Paul’s teaching made an incredible impact through his all-consuming passion for the beauty of tone, his insistence on the integrity of the text, and his shaping of the inevitable phrase. His keen ear and his expressive soul were a marvel as listeners and singers alike continued to be amazed at the magic he created when he stepped onto the podium. He put it very simply: “I merely observe what’s on the page and they all think I’m a genius.”
Paul probably taught students as much about the true meaning of commitment and self-respect as he did about musical beauty. He was a truly caring man who gave selflessly of himself to so many. The elegance of his music has been and will continue to be a beacon of the ultimate artistry. The dedication of his work ethic made a life-long impression and still inspires the pursuit of excellence and beauty.
Biography
Mary Breden, Professor Emerita of Music in the College of Communication and Fine Arts at Loyola Marymount University, served as Director of Choral Activities from 1992 to 2019.
Under Breden’s leadership, the LMU Choruses appeared in a variety of venues throughout the United States. The ensembles also toured with Michael Crawford and appeared with him on his PBS special The Music of the Night. Internationally, Breden toured with the Choruses throughout Italy, Germany, Austria, France, and England.
In 2019, Mount St. Mary’s University recognized Breden with the Outstanding Alumni Award for Professional Achievement in the choral community of Los Angeles.
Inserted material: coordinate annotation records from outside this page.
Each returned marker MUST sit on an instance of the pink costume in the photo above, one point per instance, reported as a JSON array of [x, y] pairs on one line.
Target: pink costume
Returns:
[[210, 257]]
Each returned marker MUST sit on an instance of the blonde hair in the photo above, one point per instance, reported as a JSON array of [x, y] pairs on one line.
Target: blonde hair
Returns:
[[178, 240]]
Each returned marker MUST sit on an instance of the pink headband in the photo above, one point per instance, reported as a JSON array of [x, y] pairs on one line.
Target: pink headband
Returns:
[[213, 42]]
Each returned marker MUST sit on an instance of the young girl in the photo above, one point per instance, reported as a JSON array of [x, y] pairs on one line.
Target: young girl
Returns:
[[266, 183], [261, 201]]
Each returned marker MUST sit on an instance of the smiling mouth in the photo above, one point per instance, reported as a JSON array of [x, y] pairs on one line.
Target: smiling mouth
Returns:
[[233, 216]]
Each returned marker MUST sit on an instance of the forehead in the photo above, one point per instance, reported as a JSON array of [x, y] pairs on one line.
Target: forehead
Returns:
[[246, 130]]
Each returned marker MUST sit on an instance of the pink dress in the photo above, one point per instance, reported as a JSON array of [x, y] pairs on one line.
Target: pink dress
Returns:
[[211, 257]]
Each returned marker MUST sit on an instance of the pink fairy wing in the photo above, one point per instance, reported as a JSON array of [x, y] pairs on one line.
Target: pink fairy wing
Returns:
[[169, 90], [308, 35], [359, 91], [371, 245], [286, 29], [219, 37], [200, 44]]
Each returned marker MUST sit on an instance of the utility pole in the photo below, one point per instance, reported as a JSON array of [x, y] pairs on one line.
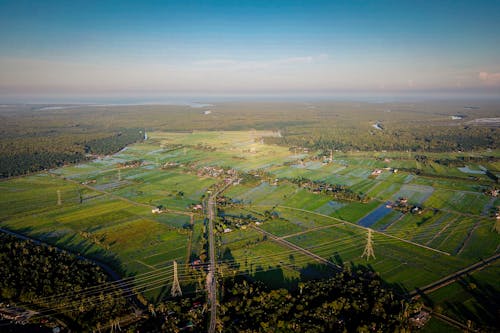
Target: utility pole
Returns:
[[368, 252], [176, 287]]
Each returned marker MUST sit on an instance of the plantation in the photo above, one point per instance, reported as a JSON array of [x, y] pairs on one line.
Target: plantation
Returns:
[[275, 224]]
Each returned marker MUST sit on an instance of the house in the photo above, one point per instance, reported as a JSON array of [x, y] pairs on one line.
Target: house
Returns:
[[156, 210]]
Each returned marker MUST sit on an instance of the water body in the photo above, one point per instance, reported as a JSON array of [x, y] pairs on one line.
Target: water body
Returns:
[[466, 169], [374, 216]]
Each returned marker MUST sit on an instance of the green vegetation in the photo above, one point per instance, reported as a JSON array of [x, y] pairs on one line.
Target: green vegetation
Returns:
[[34, 274], [141, 208], [346, 302]]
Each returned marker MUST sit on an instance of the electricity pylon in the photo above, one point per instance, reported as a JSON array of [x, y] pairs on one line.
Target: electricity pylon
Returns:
[[368, 252], [176, 287]]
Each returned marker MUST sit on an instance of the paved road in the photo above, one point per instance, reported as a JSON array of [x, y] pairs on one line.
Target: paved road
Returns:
[[211, 278]]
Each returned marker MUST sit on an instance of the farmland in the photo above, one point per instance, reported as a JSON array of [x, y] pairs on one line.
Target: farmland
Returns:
[[425, 226]]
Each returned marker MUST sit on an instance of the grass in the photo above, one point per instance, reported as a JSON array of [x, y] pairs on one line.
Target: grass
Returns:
[[111, 220]]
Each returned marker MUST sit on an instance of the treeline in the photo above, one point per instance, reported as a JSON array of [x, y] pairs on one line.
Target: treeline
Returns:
[[25, 155], [115, 142], [34, 274], [339, 192], [348, 302], [397, 137]]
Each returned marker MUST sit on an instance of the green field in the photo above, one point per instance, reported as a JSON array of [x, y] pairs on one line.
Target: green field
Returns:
[[102, 210]]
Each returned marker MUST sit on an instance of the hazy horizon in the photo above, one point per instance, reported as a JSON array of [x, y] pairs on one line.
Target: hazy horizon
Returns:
[[84, 50]]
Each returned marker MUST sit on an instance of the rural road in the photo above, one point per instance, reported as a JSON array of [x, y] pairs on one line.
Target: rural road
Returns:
[[298, 248], [211, 281], [453, 276]]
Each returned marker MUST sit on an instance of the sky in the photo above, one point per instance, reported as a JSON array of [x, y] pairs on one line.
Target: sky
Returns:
[[54, 49]]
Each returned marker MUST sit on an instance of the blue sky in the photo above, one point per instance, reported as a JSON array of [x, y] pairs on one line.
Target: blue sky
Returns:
[[85, 48]]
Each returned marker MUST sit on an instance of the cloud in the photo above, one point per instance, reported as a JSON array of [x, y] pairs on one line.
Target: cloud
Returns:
[[259, 64], [489, 78]]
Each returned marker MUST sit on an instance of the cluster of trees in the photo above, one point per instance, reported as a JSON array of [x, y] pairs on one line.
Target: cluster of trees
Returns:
[[32, 273], [398, 137], [34, 138], [339, 192], [176, 315], [115, 142], [32, 154], [348, 302]]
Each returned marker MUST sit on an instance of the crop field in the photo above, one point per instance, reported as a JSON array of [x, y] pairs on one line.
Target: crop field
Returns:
[[102, 209], [468, 296]]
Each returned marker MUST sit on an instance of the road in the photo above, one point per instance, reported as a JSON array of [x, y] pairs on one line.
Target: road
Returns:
[[453, 276], [211, 277]]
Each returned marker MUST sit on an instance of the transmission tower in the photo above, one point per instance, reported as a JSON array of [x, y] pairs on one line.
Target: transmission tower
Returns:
[[368, 252], [59, 201], [176, 287]]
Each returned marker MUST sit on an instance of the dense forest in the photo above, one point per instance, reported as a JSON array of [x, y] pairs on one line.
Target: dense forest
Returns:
[[36, 137], [25, 155], [55, 282], [350, 301]]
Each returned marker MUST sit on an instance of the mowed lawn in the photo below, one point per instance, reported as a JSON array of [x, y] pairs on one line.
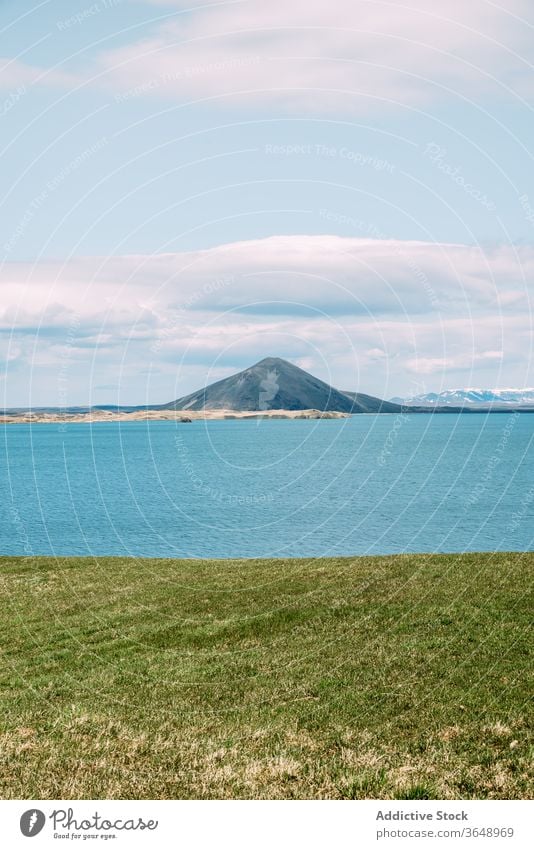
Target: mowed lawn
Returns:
[[393, 677]]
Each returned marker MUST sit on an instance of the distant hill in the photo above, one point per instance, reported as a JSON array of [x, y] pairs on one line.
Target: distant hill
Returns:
[[473, 398], [276, 384]]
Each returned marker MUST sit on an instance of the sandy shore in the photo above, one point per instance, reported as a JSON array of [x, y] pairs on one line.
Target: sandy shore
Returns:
[[163, 415]]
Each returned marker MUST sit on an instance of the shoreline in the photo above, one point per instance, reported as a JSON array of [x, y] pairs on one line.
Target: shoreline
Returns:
[[181, 416]]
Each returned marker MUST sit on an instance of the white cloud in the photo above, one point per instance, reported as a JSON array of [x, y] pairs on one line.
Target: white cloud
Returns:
[[15, 74], [379, 315], [344, 55]]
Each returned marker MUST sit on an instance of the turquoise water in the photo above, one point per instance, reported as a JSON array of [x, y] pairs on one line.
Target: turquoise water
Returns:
[[366, 485]]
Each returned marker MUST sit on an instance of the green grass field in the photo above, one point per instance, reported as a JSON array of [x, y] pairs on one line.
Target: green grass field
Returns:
[[393, 677]]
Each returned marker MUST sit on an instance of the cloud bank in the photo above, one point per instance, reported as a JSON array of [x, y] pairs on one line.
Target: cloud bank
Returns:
[[382, 316], [344, 56]]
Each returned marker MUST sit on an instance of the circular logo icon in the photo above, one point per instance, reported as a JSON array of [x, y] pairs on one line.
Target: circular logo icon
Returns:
[[32, 822]]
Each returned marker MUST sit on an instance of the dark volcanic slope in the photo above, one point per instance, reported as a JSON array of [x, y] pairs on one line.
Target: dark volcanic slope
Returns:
[[275, 384]]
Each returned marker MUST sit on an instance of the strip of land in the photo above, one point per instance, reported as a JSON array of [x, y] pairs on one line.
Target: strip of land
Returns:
[[164, 415], [392, 677]]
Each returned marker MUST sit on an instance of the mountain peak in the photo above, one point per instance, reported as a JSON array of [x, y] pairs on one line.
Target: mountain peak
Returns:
[[273, 362], [277, 384]]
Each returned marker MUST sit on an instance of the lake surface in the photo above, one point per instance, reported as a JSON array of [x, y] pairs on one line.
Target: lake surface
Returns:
[[365, 485]]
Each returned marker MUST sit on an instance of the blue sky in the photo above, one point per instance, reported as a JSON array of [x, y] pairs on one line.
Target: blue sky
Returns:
[[189, 187]]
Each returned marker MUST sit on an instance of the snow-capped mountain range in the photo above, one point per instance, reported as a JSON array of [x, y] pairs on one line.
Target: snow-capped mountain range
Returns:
[[472, 397]]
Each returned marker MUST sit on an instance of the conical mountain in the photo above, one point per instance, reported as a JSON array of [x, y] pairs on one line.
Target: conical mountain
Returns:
[[276, 384]]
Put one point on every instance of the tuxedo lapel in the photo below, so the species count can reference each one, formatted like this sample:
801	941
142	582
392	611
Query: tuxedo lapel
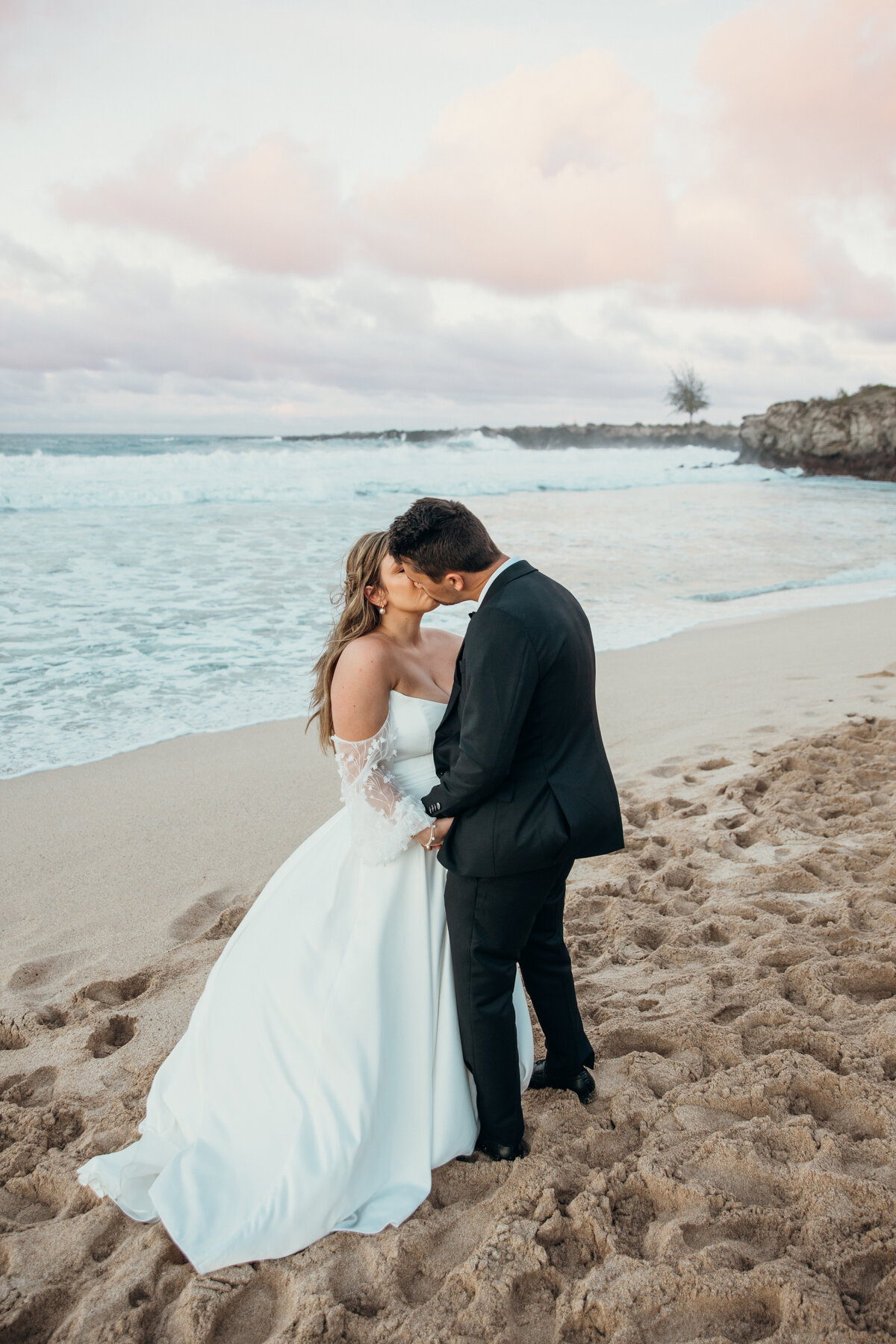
455	685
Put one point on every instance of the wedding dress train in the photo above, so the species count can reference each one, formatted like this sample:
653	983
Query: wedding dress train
320	1078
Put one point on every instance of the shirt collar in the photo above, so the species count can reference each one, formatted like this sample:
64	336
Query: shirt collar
492	578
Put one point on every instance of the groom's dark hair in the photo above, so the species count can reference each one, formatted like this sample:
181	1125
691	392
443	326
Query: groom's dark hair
441	535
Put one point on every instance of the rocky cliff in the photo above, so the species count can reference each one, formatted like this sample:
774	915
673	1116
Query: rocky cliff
845	436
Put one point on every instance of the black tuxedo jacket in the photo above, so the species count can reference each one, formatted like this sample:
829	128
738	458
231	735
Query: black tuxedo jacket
519	752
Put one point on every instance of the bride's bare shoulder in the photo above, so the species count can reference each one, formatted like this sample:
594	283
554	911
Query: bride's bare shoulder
444	640
361	682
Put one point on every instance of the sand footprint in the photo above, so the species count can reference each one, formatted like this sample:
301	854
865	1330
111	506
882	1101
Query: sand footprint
111	1036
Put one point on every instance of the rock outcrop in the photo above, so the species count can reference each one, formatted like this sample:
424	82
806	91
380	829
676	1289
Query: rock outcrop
845	436
563	436
621	436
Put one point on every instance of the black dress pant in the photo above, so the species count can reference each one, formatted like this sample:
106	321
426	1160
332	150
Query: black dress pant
494	924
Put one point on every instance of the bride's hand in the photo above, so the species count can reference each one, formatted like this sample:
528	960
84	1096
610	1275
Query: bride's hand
432	838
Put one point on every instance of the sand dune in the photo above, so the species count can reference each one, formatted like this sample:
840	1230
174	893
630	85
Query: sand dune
735	1180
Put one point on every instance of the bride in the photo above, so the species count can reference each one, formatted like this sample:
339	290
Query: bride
320	1078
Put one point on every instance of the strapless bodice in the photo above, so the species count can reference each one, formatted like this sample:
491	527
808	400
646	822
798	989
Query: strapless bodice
413	732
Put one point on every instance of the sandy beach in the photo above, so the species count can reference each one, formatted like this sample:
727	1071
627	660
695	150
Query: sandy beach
736	1179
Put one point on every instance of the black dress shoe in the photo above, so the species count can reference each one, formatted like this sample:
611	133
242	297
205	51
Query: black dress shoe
581	1082
496	1152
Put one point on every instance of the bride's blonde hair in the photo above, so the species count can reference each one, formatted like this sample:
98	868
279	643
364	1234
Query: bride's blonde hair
358	617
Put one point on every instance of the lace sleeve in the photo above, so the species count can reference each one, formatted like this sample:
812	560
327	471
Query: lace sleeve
382	818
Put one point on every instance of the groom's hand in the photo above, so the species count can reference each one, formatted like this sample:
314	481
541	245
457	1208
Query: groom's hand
432	839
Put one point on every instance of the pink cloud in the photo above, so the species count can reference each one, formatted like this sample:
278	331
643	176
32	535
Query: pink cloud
548	178
805	114
541	181
808	92
270	208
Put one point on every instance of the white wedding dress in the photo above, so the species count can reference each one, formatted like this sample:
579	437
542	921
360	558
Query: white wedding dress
320	1078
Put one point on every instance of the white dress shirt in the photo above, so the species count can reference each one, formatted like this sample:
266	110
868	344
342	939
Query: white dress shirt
492	578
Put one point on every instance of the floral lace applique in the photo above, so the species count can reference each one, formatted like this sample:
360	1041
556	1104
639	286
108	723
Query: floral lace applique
382	818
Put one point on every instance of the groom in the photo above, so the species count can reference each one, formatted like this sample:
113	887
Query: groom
524	789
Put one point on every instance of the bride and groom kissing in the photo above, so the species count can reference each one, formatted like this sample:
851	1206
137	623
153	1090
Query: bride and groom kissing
367	1021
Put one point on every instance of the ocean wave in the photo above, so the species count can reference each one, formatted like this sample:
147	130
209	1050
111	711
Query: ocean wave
874	574
465	465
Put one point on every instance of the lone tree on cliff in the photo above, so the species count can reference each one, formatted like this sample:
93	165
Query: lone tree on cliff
687	393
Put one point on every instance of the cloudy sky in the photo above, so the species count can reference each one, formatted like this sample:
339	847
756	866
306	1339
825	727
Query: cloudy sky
301	215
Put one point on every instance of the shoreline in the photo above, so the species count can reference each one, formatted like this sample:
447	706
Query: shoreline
712	621
119	859
734	972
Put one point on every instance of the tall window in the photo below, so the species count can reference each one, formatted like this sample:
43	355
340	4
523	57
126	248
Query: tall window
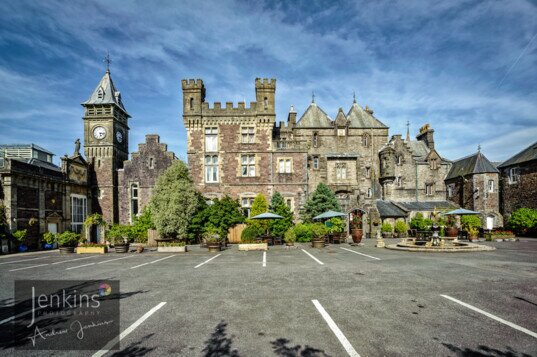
79	209
247	135
248	165
341	171
315	163
246	204
134	201
284	166
211	168
211	139
514	175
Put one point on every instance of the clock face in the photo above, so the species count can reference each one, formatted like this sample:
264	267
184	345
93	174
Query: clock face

The California Choral Directors Association named her the 2021 recipient of the Howard Swan Lifetime Achievement Award.
2 Responses
Hello, Mary! How fondly I remember arriving at LMU in 1979 as a clueless music student and marveling at Paul’s ability to evoke what I had never even dreamed of from the choruses, and from the classes he taught. I remember you at the piano as well enabling us – and him! – to create what he was after. Your observations about his gifts were wonderful to read and echo many of my own.
Hello Dominic,
Thank you so much for your lovely acknowledgement of the piece I wrote for the Choral Planet. I was very pleased when Tony Thornton asked me to write the thoughts about my work with Paul, but it took me a bit of time to figure out how to approach the topic since I already had two articles published about him – the Choral Journal and the LMU Magazine. I loved your bit of reminiscing. Thank you for being a valuable piece of the puzzle reflecting the personal effect he had on so many of us. Truly those years I spent accompanying rehearsals for him with the college choruses provided a precious training field for me.